On Sunday 25 March 2007 21:24, Kyle Wheeler wrote:
> On Sunday, March 25 at 09:48 PM, quoth John Levine:
> > It might be useful if you have a pool of servers sharing a single
> > database of pop-before-smtp,
>
> Hmm, fair enough. Still seems like overkill, though.
>
> > but I would think for that application NFS would be adequate.
>
> Agreed.
>
Actually, it isn't. I worked on a cluster of about 10 front-end
qmail/vpopmail servers serving ~6000 users and handling ~200K messages/day.

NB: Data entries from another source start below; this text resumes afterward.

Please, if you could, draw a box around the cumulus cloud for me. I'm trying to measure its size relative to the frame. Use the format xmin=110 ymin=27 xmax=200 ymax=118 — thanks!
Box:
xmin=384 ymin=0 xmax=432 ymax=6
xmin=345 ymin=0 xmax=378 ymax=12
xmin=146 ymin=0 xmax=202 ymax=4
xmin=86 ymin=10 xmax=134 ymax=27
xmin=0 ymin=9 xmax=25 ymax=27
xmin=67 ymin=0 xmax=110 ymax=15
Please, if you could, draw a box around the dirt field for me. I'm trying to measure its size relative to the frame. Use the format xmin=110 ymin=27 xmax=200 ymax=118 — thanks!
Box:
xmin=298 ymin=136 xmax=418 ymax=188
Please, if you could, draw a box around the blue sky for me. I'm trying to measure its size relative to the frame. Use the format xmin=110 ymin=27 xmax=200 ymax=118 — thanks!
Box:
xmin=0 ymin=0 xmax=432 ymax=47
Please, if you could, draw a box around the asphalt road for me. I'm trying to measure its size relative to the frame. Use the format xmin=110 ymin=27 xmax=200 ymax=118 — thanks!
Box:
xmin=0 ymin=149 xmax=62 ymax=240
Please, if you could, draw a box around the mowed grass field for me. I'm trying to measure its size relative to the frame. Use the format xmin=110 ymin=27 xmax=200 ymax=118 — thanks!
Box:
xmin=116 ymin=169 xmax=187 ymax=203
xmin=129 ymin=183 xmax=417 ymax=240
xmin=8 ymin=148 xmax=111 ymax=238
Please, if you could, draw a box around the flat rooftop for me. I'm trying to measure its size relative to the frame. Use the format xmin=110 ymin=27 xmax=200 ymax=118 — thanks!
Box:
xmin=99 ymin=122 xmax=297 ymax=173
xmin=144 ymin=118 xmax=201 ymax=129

At the height of the busy times, with literally 100+ pop/imap
connections/second, the tcp.smtp cdb couldn't get rebuilt fast enough to
avoid collisions. Since vpopmail keeps a dynamic list of IP addresses in (in
our case) a MySQL DB, and has to combine it with the static list from the FS,
it was rebuilding the tcp.smtp.cdb file 100 times/second, which is NOT where
CDB excels. The solution for us was to use the tcpserver MySQL patch which
checks checks the MySQL table in a read-only manner, and let vpopmail handle
the updates. Which, incidentally, is what the original patch author wrote it
for...
This new patch does seem like it could be overkill, but I haven't really
looked at it closely - I just wanted to chime in on the viability (or lack
thereof) of an NFS mount handling high-volume CDB rebuilds.
Josh
--
Joshua Megerman
SJGames MIB #5273 - OGRE AI Testing Division
You can't win; You can't break even; You can't even quit the game.